Fabio Scherer of High Class Racing was trying to stay in the slipstream of Juan Pablo Montoya in the DragonSpeed entry as they fought for LMP2 honors, during the seventh round of the IMSA WeatherTech SportsCar Championship.
However, on the exit of Turn 6, Scherer was behind the GTD Lamborghini Huracan of Carbahn with Peregrine Racing, at that point driven by Jeff Westphal. Scherer suddenly found himself boxed in as the closely following Racing Team Nederland car of Dylan Murry boxed him in behind Westphal.

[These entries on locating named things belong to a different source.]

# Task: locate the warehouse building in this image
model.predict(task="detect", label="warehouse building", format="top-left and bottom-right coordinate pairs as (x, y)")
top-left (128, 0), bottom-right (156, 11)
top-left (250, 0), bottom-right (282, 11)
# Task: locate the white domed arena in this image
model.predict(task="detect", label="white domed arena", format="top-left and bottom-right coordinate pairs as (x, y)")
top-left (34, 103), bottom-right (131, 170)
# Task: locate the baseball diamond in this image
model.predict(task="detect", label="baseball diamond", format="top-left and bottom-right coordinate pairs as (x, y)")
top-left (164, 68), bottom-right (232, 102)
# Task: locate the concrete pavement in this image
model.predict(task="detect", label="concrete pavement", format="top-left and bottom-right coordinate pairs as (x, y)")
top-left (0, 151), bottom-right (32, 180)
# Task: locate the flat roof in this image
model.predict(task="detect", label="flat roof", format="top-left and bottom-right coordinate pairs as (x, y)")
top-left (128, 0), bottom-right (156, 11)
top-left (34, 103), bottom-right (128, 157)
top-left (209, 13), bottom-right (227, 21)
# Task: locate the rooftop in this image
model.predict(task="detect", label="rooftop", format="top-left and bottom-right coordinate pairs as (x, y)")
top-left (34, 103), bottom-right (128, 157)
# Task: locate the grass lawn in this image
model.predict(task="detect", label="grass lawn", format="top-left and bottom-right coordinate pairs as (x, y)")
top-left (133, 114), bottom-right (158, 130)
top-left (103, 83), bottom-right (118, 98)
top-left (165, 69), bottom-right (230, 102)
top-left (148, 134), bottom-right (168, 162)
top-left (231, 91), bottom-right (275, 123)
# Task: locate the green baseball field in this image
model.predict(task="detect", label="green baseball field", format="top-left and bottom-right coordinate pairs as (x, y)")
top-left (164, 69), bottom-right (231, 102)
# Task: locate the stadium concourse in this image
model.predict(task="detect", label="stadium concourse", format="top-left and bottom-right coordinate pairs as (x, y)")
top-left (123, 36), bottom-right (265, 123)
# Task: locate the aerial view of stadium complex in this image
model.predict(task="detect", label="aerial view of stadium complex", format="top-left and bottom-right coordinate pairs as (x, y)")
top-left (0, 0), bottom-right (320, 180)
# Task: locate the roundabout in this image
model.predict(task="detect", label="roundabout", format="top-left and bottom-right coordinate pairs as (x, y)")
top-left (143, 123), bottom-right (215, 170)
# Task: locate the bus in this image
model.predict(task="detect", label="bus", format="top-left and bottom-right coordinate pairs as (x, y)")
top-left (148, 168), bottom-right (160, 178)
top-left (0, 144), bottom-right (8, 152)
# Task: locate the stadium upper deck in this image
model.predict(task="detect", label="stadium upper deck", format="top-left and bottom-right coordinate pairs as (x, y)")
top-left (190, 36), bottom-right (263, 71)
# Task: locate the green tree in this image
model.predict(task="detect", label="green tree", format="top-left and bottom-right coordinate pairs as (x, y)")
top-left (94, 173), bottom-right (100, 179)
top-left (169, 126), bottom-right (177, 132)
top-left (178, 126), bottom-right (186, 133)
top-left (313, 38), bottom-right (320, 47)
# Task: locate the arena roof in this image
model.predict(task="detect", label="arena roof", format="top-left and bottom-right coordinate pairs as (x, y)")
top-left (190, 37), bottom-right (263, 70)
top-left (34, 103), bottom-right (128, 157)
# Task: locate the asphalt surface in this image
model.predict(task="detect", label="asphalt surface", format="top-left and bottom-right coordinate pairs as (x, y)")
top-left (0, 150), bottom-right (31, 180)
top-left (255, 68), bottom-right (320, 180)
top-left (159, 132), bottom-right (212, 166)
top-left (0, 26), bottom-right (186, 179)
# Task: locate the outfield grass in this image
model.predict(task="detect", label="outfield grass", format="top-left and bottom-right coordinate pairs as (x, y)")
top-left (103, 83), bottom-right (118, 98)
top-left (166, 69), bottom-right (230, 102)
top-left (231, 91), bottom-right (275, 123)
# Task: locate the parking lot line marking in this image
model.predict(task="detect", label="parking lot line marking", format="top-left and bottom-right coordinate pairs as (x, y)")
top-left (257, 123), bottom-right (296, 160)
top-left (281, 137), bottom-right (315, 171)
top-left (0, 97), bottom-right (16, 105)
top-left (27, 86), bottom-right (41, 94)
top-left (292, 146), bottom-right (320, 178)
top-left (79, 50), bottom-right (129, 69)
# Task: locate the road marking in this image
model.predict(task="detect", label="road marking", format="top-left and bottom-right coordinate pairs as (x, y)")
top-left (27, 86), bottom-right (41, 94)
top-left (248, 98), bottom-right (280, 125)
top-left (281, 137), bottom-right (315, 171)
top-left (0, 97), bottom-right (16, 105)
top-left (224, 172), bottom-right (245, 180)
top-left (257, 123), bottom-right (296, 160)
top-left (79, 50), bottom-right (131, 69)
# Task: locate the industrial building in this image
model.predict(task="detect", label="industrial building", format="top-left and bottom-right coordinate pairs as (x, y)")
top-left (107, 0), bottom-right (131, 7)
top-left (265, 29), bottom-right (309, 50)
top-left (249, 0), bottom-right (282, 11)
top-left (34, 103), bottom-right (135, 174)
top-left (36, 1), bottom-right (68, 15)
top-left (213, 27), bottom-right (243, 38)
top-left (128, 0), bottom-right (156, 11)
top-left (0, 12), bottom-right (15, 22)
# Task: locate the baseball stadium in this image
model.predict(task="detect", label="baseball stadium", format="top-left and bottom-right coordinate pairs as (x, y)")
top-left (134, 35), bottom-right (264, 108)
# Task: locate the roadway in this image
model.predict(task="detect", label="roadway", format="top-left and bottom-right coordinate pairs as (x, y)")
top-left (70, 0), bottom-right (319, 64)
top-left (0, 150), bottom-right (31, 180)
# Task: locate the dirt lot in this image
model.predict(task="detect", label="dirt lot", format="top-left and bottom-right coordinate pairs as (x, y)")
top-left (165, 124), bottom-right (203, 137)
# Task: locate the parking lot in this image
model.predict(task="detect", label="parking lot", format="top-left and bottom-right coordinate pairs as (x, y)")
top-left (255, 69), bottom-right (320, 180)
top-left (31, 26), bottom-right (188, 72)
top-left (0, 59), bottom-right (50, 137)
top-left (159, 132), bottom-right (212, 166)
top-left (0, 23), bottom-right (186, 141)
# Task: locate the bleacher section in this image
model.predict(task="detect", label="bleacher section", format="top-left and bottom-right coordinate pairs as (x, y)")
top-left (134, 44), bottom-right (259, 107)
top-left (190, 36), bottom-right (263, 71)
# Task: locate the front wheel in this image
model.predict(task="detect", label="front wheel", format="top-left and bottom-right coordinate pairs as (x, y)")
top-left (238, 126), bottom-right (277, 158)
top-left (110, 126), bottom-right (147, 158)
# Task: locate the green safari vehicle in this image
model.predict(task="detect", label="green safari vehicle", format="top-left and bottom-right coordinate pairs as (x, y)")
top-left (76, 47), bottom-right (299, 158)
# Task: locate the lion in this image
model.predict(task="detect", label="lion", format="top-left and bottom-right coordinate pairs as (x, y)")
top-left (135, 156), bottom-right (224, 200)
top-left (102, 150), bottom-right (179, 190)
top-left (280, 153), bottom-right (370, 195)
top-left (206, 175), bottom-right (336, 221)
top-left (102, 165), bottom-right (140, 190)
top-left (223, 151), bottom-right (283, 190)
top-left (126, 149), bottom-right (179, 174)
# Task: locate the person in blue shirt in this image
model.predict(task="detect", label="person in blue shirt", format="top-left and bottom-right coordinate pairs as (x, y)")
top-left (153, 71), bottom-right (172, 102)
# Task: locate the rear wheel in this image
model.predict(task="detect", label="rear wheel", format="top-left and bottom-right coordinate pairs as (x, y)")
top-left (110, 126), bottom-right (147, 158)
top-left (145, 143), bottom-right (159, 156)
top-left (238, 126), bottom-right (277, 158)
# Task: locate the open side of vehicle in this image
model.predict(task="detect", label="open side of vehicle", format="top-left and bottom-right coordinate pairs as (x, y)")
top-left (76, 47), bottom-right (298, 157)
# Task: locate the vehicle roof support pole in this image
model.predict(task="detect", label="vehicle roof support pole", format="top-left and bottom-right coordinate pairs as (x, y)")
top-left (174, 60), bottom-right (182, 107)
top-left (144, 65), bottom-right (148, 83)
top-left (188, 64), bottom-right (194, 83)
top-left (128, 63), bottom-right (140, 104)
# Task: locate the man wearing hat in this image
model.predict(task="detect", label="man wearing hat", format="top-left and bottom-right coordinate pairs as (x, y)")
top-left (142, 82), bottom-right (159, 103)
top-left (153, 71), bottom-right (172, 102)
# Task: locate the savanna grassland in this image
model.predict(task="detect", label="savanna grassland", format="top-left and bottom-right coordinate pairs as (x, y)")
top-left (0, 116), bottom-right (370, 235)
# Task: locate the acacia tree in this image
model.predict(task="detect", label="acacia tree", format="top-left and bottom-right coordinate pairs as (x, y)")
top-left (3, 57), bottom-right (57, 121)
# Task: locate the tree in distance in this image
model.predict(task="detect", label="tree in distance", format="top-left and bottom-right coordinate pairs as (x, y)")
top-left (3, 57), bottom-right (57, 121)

Scherer decided to move left to pass the Lamborghini and avoid losing out to Murry, but struck the Nederland car hard. Murry responded in kind, knocking the High Class car over to the right. Unfortunately they hadn’t yet pulled past the GTD car, so Scherer hit Westphal hard enough to send the Lambo spearing off the track, hard into the Armco barrier on the inside of Turn 7 before sliding into the runoff area.
An IMSA release today said that Scherer and Murry were “determined by IMSA race director Beaux Barfield and supervisory officials Simon Hodgson, Mark Raffauf and driver advisor Johannes van Overbeek to share responsibilities for an incident that caused Jeff Westphal to crash heavily in the No. 39 GTD entry.”
It went on: “IMSA will continue to monitor all on-track conduct and will act accordingly and consistently should there be a further deterioration of driving behavior.
“Endurance and Multi-class racing is the embodiment of IMSA competition and requires mutual respect and coexistence among all competitors at all times.”
Racing Team Nederland and High Class Racing went on to finish third and fourth in class, respectively, behind entries from PR1 Mathiasen Motorsport and Tower Motorsports.
Scherer is High Class Racing’s endurance extra so was not due to pilot the #20 car again until October’s finale, Petit Le Mans, while Racing Team Nederland is present only for IMSA’s four Michelin Endurance Cup rounds, so Murry’s next race, too, is likely to be Petit, held at Michelin Raceway Road Atlanta.